In an article about how emotions can sabotage your retirement, Yahoo! referenced the documentary “Thinking Money: The Psychology Behind Our Best and Worst Financial Decisions.” This program presents the idea that, “According to the field of behavioral economics, humans are practically hard-wired to overspend and let their emotions steer their financial decisions (often in the wrong direction).”
Overpaying: Some of us prefer brand name items that are equal to or lower in quality to generic products because we want to buy into the prestige associated with the name.
Yahoo! points out that the same thing that happens at the mall or grocery store happens with investments.

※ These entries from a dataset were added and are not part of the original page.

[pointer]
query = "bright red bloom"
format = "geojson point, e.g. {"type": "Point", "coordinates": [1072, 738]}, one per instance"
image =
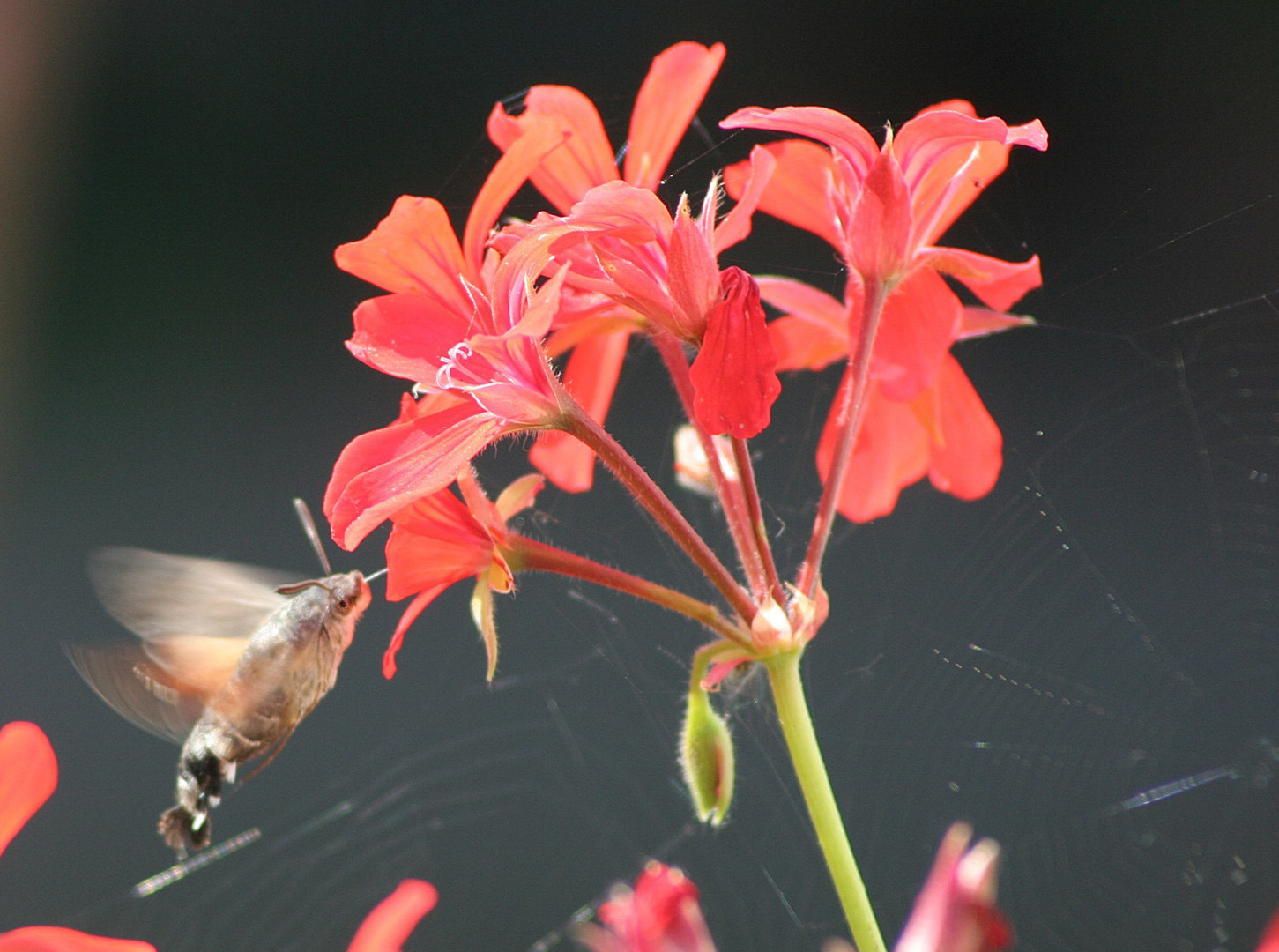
{"type": "Point", "coordinates": [956, 910]}
{"type": "Point", "coordinates": [734, 374]}
{"type": "Point", "coordinates": [28, 776]}
{"type": "Point", "coordinates": [943, 433]}
{"type": "Point", "coordinates": [881, 209]}
{"type": "Point", "coordinates": [621, 243]}
{"type": "Point", "coordinates": [668, 101]}
{"type": "Point", "coordinates": [394, 918]}
{"type": "Point", "coordinates": [440, 540]}
{"type": "Point", "coordinates": [465, 329]}
{"type": "Point", "coordinates": [658, 915]}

Instead of checking to see if certain investments are worthwhile, some of us invest simply because of name recognition or because we are led to believe we are getting in on something exclusive.
Trusting our guts: We hear a lot about trusting our own instincts and we are not saying you should ignore yours. However, we will point out that it is possible to confuse instinct with rationalizing a poor financial decision because you are choosing based on emotion.
Too many choices: The options for spending and investing money are numerous and for some of us this can be paralyzing or frustrating. Sometimes we make no choice; in other cases we choose something at random because we are overwhelmed. And since retirement seems far away it is easy to put off make a decision of any sort, Yahoo! notes: “This inability to select a choice from a wealth of options may be the reason why Americans are unlikely to save for retirement if their employer does not automatically enroll them in a plan.”
The need for an outside perspective is what leads some people to a Fee-Only financial advisor. You can benefit from working with a professional who researches sound investments and can remind you not to let your emotions take over.